Her voice was as chill as frost.

'Then allow me to apologise for having intruded even so much as this on your attention.'

He bowed before her, and was about to leave the room; but she, without rising a hair's breadth from the languid attitude in which she reclined, said, 'Wait.'

He waited, in sanguine expectation of an impulse of sympathy in which those more generous instincts, those kinder emotions which sometimes swayed her, would be aroused on behalf of a life she had thoughtlessly injured.

Still without rising she stretched out her arm, and took up a blotting-book from her writing-cabinet, which stood near. In the blotting-case was a tiny note-book of ivory and silver; she opened it, and read from it in a serene voice certain dates.

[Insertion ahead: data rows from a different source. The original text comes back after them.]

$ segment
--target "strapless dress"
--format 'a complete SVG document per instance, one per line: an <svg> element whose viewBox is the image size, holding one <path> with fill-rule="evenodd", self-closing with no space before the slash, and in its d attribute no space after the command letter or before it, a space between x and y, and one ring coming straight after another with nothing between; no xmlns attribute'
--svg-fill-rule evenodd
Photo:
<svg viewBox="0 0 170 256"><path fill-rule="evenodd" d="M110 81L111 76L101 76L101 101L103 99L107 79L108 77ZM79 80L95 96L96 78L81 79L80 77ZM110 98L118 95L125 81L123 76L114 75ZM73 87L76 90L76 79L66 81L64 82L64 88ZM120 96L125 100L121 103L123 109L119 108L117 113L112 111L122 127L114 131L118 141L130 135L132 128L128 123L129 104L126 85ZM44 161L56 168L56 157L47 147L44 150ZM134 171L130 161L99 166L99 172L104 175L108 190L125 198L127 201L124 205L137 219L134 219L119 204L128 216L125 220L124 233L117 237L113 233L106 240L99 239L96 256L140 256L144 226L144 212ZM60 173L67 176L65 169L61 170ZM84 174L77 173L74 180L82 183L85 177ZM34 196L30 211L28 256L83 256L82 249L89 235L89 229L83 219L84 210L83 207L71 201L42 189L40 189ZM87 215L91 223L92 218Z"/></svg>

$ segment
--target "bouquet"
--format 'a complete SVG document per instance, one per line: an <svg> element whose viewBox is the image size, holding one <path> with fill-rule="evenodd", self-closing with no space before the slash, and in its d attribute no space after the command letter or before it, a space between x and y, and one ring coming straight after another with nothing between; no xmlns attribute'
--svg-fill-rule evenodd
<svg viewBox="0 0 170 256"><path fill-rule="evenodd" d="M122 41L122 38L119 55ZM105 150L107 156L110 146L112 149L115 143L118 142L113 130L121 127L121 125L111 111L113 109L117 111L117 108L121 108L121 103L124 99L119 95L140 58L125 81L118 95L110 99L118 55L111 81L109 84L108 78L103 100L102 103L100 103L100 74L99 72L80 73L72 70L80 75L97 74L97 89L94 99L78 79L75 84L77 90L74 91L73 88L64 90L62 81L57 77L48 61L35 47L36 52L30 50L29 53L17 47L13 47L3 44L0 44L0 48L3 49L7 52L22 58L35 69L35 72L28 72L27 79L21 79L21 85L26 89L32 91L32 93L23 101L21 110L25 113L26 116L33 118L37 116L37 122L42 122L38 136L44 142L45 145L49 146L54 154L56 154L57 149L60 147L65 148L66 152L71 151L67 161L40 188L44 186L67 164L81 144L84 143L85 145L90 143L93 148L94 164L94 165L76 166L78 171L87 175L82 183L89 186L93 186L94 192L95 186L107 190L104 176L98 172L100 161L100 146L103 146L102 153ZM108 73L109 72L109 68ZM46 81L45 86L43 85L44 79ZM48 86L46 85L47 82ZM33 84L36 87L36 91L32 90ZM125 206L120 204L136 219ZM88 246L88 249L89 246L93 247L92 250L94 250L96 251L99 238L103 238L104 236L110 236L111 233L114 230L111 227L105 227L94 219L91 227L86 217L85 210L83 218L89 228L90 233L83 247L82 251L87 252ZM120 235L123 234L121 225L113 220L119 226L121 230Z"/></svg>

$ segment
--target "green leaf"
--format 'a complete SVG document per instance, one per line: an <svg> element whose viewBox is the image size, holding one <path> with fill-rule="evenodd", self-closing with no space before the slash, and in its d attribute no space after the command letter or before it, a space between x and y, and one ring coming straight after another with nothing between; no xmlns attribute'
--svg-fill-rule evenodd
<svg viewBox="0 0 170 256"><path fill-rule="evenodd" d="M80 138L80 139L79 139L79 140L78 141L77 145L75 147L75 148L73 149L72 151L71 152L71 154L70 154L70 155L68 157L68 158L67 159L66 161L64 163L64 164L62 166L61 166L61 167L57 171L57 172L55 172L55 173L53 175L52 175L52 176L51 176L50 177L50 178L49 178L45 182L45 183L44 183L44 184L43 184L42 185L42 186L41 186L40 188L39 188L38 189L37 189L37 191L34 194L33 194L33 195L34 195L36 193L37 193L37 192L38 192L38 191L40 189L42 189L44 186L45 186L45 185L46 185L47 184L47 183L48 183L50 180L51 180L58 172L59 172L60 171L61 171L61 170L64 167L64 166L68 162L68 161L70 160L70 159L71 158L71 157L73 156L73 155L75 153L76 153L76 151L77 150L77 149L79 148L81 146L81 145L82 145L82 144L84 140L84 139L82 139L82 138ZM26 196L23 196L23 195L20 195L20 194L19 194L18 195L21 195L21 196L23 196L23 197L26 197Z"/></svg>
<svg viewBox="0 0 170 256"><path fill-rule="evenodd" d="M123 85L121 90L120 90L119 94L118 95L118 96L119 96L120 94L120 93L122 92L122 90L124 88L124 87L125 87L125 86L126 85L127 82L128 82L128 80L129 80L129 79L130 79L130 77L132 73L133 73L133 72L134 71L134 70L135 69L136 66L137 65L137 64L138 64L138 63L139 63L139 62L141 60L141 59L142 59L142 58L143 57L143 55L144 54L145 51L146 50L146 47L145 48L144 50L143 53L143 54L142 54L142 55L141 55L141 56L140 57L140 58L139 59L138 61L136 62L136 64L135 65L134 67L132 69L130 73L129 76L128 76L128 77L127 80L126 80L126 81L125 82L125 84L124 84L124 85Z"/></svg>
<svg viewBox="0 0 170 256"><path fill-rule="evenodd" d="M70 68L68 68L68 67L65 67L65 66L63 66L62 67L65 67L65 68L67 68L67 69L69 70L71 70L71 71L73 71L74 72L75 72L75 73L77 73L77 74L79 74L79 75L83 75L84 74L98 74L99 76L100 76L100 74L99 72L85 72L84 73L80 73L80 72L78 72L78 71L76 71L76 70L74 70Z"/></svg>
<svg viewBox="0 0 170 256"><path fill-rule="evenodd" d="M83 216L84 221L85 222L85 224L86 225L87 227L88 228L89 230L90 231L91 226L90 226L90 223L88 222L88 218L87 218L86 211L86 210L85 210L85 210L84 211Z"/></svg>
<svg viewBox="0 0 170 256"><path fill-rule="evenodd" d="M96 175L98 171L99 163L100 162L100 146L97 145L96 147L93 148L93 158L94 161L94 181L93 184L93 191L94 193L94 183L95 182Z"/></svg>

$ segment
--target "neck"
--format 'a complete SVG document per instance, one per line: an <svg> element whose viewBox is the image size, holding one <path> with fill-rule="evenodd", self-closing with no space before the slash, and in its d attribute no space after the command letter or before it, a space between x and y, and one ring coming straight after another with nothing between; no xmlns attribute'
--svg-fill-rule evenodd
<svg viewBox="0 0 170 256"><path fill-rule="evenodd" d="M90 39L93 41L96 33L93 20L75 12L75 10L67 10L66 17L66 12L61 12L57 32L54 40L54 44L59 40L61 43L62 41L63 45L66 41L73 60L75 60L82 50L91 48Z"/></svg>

'Before you give your idyl to Halévy—or to the journalists in general—let me renew your memory with these memoranda,' she said in the same soft cold voice. 'Your narrative, as you tell it, is bald and wanting, as you admit, in detail. I will supply some of those details. On June 10 you brought Damaris Bérarde to this house, where she remained ill for many days, even weeks. On July 20 you went yourself to visit her cousin, the present proprietor of the island of Bonaventure, and endeavoured to negotiate through bankers of Aix the purchase of the island, which, however, the owner refused to sell. On August 2 you had her taken, accompanied by her gardes-malades, to the farm of the Croix Blanche, which lies between the villages of Les Hameaux and Magny. On August 15 you visited Les Hameaux. In the last week of July, many objects of artistic interest and value had been already sent by you to the farmhouse. In the same week, rentes to the amount of a hundred thousand francs, were purchased on the Bourse in the name of Damaris Bérarde. There are many more dates than these in my note-book, but those are enough to supply the lacunæ in your story. On peut broder dessus without any great imagination. A knowledge of human nature will suffice. You will do me the favour never to re-open the subject; and as a matter of good taste, to endeavour that your idyl shall not be too largely talked about for the amusement of the world in general.'

Then she slid the little note-book within the leaves of blotting-paper, and fastened the rose in the lace at her breast.

It was impossible for him to misunderstand her meaning.